Ihm fehlten die richtigen Worte, doch niemanden störte es. Schalke 04 feierte - völlig außer Rand und Band. "Dies ist ein historischer Moment für uns alle", sagte Raúl eine Stunde später, als sich nach dem 2:1 (1:0) gegen Inter Mailand der Jubelsturm etwas gelegt hatte, "darum bin ich nach Schalke gekommen, um so etwas zu erleben." Ausgerechnet mit den Königsblauen steht der Königliche erstmals seit acht Jahren wieder im Halbfinale der Champions League, der Liga, die er wie kein Zweiter geprägt hat. Er freute sich wie ein kleines Kind und dachte schon an die ultimative Belohnung am Ende der Saison: "Ich träume vom Finale gegen Real Madrid."
Zum größten internationalen Erfolg der Gelsenkirchener hatte die Real-Legende wesentlich beigetragen.

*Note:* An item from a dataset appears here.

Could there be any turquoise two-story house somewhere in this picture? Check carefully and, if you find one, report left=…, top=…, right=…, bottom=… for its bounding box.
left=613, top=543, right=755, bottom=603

Mit seinem 73. Europapokaltor kurz vor der Pause (45.) hatte der 33-Jährige die letzten Inter-Hoffnungen auf ein Wunder nach der Schalker 5:2-Gala in San Siro zerstört, mit seinem genialen Zuspiel auf Benedikt Höwedes (81.) den zweiten Sieg gegen den Titelverteidiger in gut einer Woche perfekt gemacht.
"Mein Tor hat Inter die Hoffnung genommen", sagte Raúl und schickte dem scheinbar übermächtigen Halbfinalgegner Manchester United gleich einen schönen Gruß: "Jeder hat geglaubt, Schalke wäre ein leichter Gegner. Wir haben gezeigt, dass es nicht so ist."
Die erneute Weltklasseleistung des Stürmerstars, der auf dem Feld von niemandem zu bremsen war, überraschte selbst einen langjährigen Weggefährten. "Ich wusste, dass er sich vom ersten Tag an reinhängen und alles für den Verein geben würde", sagte Christoph Metzelder, der Raúl mit aus Madrid in die Bundesliga gelotst hatte, "aber dass es so ist am Ende der Saison, hat mich auch erstaunt."
Dem Rekordtorschützen im Europapokal, der mit Real dreimal die Champions League gewann, folgt die zusammengewürfelte und unter dem neuen Trainer Ralf Rangnick in Rekordzeit zusammengewachsene Schalker Mannschaft bedingungslos. "Er gehört zu einer Generation von Fußballern, die langsam ausstirbt", lobte Metzelder, "er hat null Starallüren, geht auf jeden zu."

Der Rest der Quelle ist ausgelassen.